The disconnect between model capability and real-world performance

  • Current AI models perform impressively on benchmarks (evals) but fail in practical applications, such as vibe coding where a model fixes one bug only to introduce another, oscillating between errors without real progress.
    • This suggests a gap between eval performance and genuine understanding or robustness.
    • Two possible explanations:
      • RL (reinforcement learning) training may make models overly narrow and single-minded, reducing their ability to self-correct.
      • RL environments may be inadvertently designed to mirror evals, leading to reward hacking where models optimize for test performance rather than real-world utility.
    • The deeper issue is poor generalization: models trained heavily on specific tasks (e.g., competitive programming) do not transfer skills effectively to broader contexts, unlike humans who learn more efficiently and flexibly.

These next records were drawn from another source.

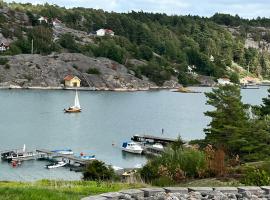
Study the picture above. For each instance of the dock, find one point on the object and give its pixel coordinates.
(46, 154)
(153, 139)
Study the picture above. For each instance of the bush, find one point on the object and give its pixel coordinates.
(175, 165)
(256, 177)
(3, 61)
(93, 71)
(97, 170)
(7, 66)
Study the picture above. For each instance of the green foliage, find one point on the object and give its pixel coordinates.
(256, 177)
(174, 166)
(93, 71)
(3, 60)
(43, 39)
(67, 41)
(145, 52)
(234, 77)
(229, 119)
(97, 170)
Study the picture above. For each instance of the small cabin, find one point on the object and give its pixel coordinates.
(224, 81)
(72, 81)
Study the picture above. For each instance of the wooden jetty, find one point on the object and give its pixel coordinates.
(152, 139)
(47, 154)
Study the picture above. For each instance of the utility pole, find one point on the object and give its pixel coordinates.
(32, 47)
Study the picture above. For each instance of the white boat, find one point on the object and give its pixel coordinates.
(132, 147)
(56, 165)
(250, 86)
(20, 154)
(76, 107)
(85, 157)
(158, 146)
(64, 151)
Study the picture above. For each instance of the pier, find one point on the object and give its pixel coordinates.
(152, 139)
(47, 154)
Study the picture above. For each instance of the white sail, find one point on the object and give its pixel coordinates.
(76, 101)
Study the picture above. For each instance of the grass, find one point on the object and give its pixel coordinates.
(55, 190)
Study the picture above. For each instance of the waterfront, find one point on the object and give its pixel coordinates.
(36, 118)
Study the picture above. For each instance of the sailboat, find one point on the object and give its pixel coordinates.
(76, 108)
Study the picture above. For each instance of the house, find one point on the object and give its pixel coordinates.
(249, 80)
(57, 23)
(224, 81)
(103, 32)
(72, 81)
(3, 47)
(43, 19)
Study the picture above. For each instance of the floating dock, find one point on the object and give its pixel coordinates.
(153, 139)
(71, 159)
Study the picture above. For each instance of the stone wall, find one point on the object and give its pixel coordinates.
(191, 193)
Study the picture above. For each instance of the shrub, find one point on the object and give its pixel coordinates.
(256, 177)
(93, 71)
(7, 66)
(3, 61)
(97, 170)
(176, 165)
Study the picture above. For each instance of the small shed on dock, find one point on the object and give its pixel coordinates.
(72, 81)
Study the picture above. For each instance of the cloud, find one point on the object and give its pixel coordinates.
(244, 8)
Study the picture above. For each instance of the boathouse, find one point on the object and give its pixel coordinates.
(72, 81)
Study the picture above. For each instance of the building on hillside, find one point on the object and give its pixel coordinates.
(249, 80)
(224, 81)
(57, 23)
(103, 32)
(72, 81)
(43, 19)
(4, 47)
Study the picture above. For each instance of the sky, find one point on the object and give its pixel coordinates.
(244, 8)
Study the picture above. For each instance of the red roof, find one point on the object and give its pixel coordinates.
(69, 77)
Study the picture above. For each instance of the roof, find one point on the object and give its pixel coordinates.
(70, 77)
(224, 79)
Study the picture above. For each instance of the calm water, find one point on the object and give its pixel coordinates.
(36, 118)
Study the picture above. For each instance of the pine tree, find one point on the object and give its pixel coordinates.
(265, 107)
(229, 119)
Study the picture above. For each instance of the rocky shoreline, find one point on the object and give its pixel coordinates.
(191, 193)
(37, 71)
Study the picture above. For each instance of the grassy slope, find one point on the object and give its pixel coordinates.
(55, 190)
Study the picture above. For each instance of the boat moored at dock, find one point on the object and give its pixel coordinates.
(132, 147)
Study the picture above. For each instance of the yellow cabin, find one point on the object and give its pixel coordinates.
(72, 81)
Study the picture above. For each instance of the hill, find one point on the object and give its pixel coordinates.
(153, 47)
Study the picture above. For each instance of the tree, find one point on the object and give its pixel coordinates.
(264, 109)
(229, 122)
(97, 170)
(68, 42)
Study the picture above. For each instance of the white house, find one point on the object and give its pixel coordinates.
(224, 81)
(3, 47)
(103, 32)
(56, 23)
(43, 19)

Pre-training vs. human learning

  • Pre-training on vast datasets gives models broad knowledge but does not equate to deep understanding or robust generalization.
    • Humans learn with far less data but generalize better, suggesting superior “machine learning” principles at work.
    • Evolution provides humans with strong priors for skills like vision and locomotion, but not for abstract domains like math or coding—yet humans still learn these faster and more reliably than models.
    • This implies humans possess a more effective learning algorithm, possibly involving internal value functions that allow rapid self-correction without external rewards.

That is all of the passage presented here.